Para muitos profissionais da comunicação, este é um sinal de mudança de paradigma. “Os políticos preferem falar com influencers antes que com jornalistas”, advertiu Thibaut Bruttin, diretor-geral de Repórteres Sem Fronteiras, sublinhando que este acesso privilegiado não é acompanhado pela ética e rigor exigidos ao jornalismo. “É como o anúncio da Canada Dry: sabe a álcool, mas não é. Os influencers parecem jornalistas, com microfones e câmaras, mas o conteúdo carece de rigor e compromisso.”

A ascensão política dos criadores de conteúdo
O impacto é inegável. Um estudo do Pew Research Center indica que um em cada cinco adultos nos EUA se informa diretamente através de influencers. Entre os menores de 30 anos, o número sobe para 37%, e 65% dizem que este formato os ajuda a compreender melhor a política.

Os políticos adaptaram-se rapidamente. Donald Trump foi pioneiro no uso das redes sociais como canal direto de campanha e colaborou abertamente com influencers como Adin Ross e Logan Paul. Já a vice-presidente Kamala Harris evitou entrevistas tradicionais, preferindo criadores como o cantor de TikTok Harry Daniels. Bernie Sanders também marcou presença na plataforma Twitch.

“Não tem valor falar com The New York Times ou The Washington Post numa eleição geral, porque esses leitores já estão connosco”, disse Rob Flaherty, subdiretor de campanha de Harris, à Semafor.
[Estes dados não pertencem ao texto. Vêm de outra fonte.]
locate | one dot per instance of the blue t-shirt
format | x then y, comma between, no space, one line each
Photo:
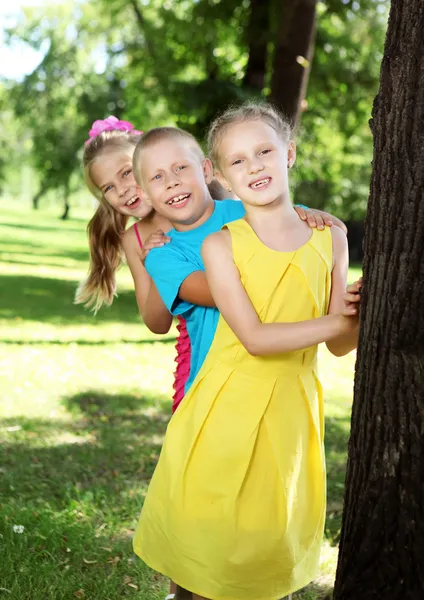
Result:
171,264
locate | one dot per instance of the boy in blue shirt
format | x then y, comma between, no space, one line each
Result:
173,174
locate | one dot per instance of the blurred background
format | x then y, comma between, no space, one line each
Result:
84,400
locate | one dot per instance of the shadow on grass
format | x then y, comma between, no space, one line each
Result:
77,488
107,451
336,445
52,301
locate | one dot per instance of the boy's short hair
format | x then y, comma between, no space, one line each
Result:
157,135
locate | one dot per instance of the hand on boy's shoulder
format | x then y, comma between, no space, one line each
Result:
216,244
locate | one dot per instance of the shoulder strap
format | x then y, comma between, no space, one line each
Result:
137,233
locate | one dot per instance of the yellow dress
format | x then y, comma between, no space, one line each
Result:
235,509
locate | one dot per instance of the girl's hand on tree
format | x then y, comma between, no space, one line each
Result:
313,218
350,313
155,240
352,296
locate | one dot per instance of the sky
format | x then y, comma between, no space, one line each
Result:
17,60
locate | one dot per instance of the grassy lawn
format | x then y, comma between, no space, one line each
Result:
84,403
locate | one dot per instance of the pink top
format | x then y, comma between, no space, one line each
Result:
183,349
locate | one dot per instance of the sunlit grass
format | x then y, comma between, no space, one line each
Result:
84,406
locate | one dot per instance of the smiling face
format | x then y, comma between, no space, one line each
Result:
112,173
174,179
253,162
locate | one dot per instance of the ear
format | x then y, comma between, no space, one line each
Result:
291,154
143,195
220,177
207,170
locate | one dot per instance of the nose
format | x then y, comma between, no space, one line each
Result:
172,181
122,188
255,165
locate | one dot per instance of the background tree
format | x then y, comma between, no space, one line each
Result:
382,542
182,61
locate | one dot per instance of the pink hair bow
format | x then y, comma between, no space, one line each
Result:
110,124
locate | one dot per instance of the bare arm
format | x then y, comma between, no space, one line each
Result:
152,310
195,289
337,222
234,304
348,341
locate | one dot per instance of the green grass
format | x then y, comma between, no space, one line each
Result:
84,404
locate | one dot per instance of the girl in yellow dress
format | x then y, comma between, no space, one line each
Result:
235,509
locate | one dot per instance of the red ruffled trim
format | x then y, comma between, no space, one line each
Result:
182,372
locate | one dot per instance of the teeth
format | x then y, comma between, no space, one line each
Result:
260,183
178,199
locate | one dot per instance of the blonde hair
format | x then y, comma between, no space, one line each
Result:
249,111
157,135
106,227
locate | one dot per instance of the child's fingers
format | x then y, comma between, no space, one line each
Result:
349,310
301,212
351,297
320,223
310,219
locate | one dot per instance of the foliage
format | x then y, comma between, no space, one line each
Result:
157,62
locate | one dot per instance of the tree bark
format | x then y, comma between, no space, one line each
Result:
66,205
36,199
382,540
292,57
257,40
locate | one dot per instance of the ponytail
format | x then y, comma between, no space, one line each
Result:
105,231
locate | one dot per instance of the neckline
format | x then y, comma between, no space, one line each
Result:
200,227
261,243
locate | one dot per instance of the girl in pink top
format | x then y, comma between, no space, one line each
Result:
108,174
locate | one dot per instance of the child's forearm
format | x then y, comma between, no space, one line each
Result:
195,290
344,344
153,311
274,338
337,222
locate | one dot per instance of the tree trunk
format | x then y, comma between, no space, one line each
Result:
257,40
66,205
36,199
292,57
382,539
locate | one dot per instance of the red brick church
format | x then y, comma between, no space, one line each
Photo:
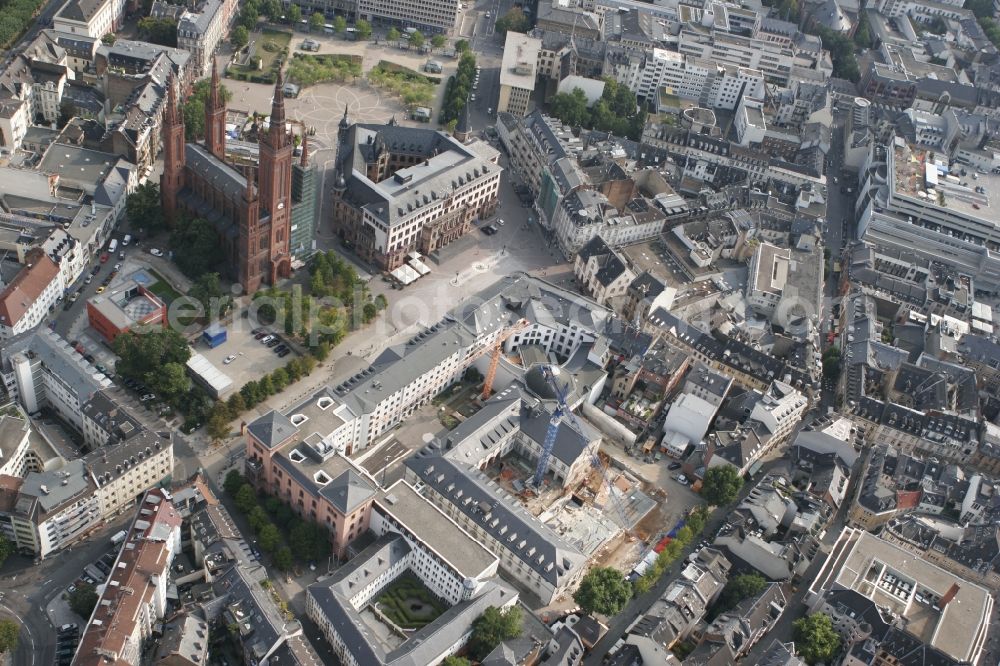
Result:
252,216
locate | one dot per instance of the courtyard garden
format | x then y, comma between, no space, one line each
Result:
409,604
308,70
259,61
413,88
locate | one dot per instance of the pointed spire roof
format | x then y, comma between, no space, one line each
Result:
171,110
463,121
213,93
278,107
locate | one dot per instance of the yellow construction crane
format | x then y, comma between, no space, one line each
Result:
491,373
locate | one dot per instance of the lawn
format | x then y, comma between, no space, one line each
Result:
409,604
413,88
270,47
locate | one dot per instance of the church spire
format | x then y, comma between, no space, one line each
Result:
278,135
215,118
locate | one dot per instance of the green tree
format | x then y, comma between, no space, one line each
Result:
218,422
195,244
815,638
257,518
144,209
9,632
570,108
140,354
492,628
513,21
83,599
603,590
721,485
738,588
233,483
236,405
283,559
272,10
159,31
240,37
269,537
246,499
363,30
249,16
207,290
169,381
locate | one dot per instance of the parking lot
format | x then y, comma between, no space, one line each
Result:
67,622
253,358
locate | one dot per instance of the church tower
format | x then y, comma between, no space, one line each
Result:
250,239
172,179
275,184
215,118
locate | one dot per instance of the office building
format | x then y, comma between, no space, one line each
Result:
404,190
936,608
517,73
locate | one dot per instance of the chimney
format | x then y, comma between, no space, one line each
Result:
949,595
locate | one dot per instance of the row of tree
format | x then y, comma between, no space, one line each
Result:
157,359
616,111
254,392
308,70
458,88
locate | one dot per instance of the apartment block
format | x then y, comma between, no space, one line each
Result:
134,599
26,300
201,28
528,550
911,201
92,18
431,16
41,369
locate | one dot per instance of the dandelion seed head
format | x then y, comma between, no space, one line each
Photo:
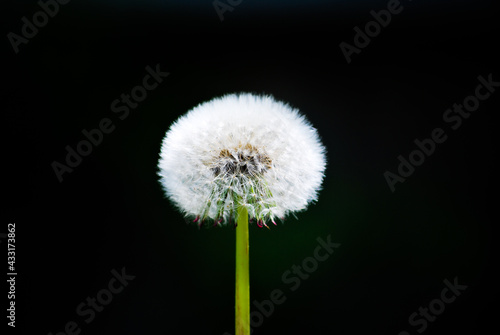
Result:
241,150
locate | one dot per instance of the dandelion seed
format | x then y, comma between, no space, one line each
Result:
241,148
239,158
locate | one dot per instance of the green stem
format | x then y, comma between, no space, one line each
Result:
242,296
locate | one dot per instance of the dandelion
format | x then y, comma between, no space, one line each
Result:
240,157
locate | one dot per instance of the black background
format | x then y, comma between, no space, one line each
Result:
110,212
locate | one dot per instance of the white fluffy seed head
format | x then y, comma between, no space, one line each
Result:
241,150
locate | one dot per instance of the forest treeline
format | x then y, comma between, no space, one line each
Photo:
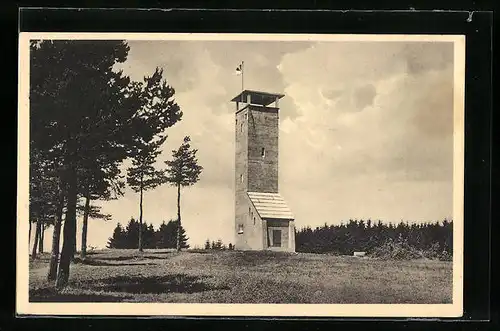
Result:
368,236
164,237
Hoje, a chamada “economia dos criadores de conteúdo” movimenta cerca de 250 mil milhões de dólares, e figuras políticas como Alexandria Ocasio-Cortez, Jeff Jackson ou Ted Cruz gerem diretamente conteúdos nas redes sociais, tornando-se eles próprios influencers.

Entre informação, opinião e propaganda
A linha entre jornalismo, opinião e ativismo está cada vez mais difusa. Muitos influencers fazem entrevistas a políticos, analisam orçamentos e cobrem eleições, enquanto outros expressam opiniões sem vínculo político declarado. O algoritmo, porém, recompensa entretenimento, proximidade e simplicidade — e não o rigor.

Este cenário também abre portas a campanhas de desinformação, com criadores a tornarem-se, conscientemente ou não, altifalantes de propaganda.

Enquanto isso, a legislação permanece desatualizada. As regras eleitorais pensadas para os meios tradicionais não conseguem acompanhar o que um criador pode dizer ou cobrar por promover uma candidatura. Apesar das etiquetas de “conteúdo patrocinado” em plataformas como YouTube ou Instagram, a transparência continua insuficiente. Países como o Canadá já estudam reformas para definir claramente o que constitui conteúdo político e publicidade paga.

O caso português: Marcelo e os 40 influencers
Portugal também já teve o seu exemplo. Em outubro de 2019, Marcelo Rebelo de Sousa recebeu 40 influencers no Palácio de Belém, numa iniciativa organizada pelo assessor Paulo Sande. O encontro, destinado a jovens da geração pós-25 de Abril sem filiação partidária, incluiu conversas sobre temas tão diversos como moda, ciência, desporto ou cultura.

Figuras como Mafalda Sampaio (Maria Vaidosa), Maria Guedes, Madalena Abecasis, Raquel Strada e Salvador Martinha estiveram presentes. O Presidente tirou selfies com todos, ofereceu sanduíches e pastéis de Belém, e admitiu que gostaria de repetir a experiência.

O resultado foi imediato: as redes sociais foram inundadas com imagens e testemunhos da reunião, ampliando a visibilidade de Marcelo junto de um público que, habitualmente, está distante das agendas políticas formais.

A pergunta já não é se os influencers devem fazer parte do debate político, mas qual o papel que devem desempenhar. Têm público, têm impacto e estão a disputar espaço aos meios de comunicação tradicionais. Mas devem ter o mesmo acesso institucional? Devem prestar contas como um órgão de comunicação social?